Left feet

There’s a so-called “walkers paradise” where tourists can enjoy scenic views and historical relics on foot. That is Cézembre in Brittany, France, an island like Cavite’s Corregidor where huge cannons used by American and Filipino forces during World War II are among the attractions.

Like Corregidor, uninhabited Cézembre has WWII bunkers and rusty artillery pieces that recall the violent past, while its sandy beach, turquoise waters and seabirds offer visitors recreation. There is one catch though.

Tourists have to move only on an 800-meter path to safely enjoy the views and relics. The barbed wire and signs warning “Danger! Ground not cleared beyond the fences!” remind visitors that the 18-hectare place is littered with mines and unexploded bombs, according to Agence France-Presse.

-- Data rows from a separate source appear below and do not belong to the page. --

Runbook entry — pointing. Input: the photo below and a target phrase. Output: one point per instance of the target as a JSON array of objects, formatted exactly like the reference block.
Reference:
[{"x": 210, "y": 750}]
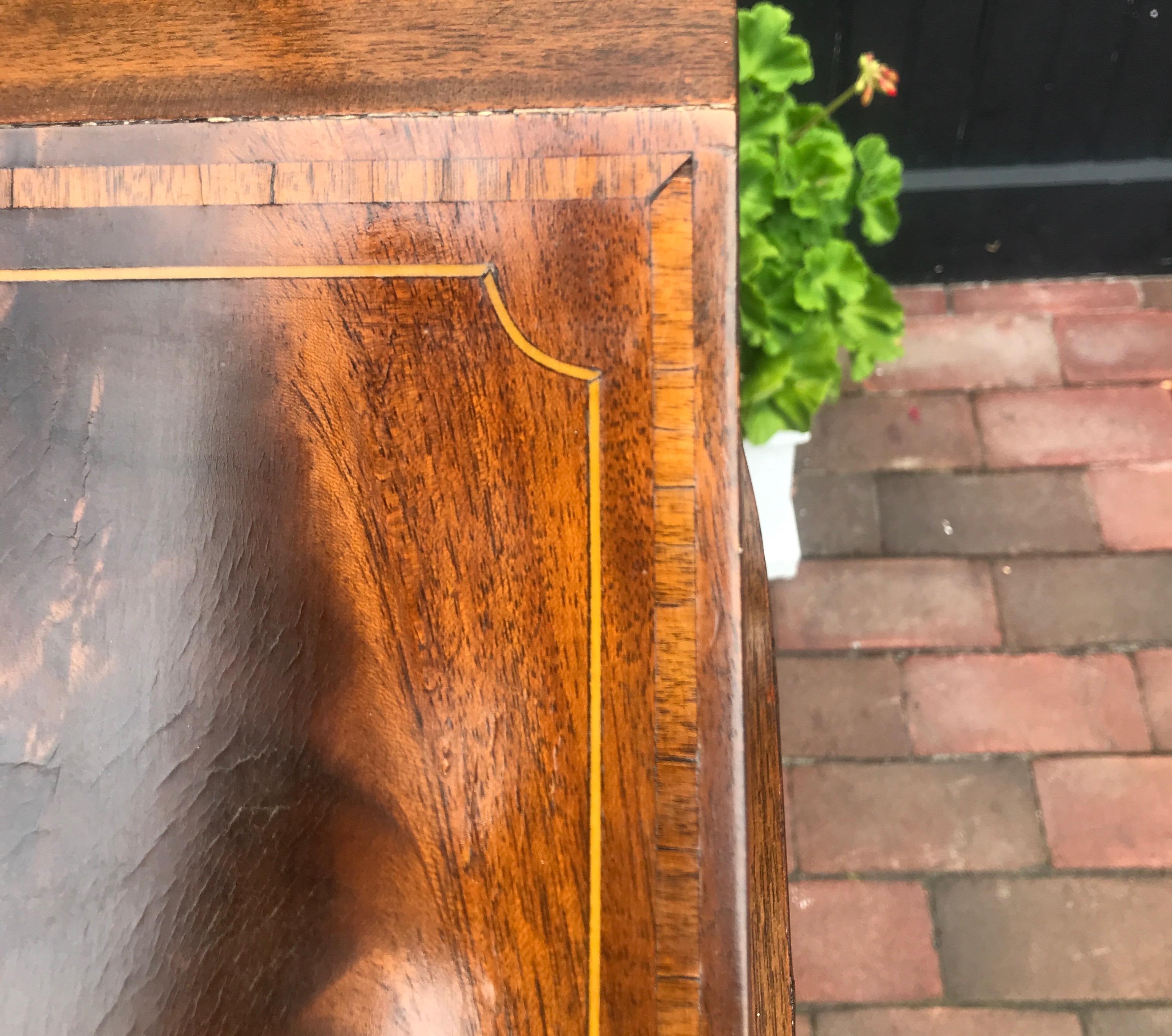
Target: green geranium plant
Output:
[{"x": 807, "y": 292}]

Limbs and lives are at risk in Cézembre for careless tourists who ignore the warning signs and fences. In contrast, the Rutherford Memorial Grounds in Brightwater, New Zealand, is fairly safe for strolling. As a matter of fact, in the site’s main attraction, the feet of the statue of nuclear physics pioneer and 1908 Nobel Prize winner Lord Ernest Rutherford are so secure to its concrete base that it cannot be stolen.

A thief tried to steal the statue of Rutherford as a boy done by Monaco sculptor Paul Walshe.

“The late-night heist was caught on camera. The determined thief turned up on a bike armed with a rope and spent half an hour rocking the statue back and forth until it snapped,” Newshub.co.nz reported.

The CCTV footage also showed “the thief cycling away from the scene on a bicycle carrying the heavy metallic statue,” AFP reported.

Rutherford’s feet, firmly attached to the base, was left by the vandal.

Alert police later caught the thief swimming in a river to escape arrest and recovered the statue intact from a house. The feet have since been reunited with the rest of the stolen part.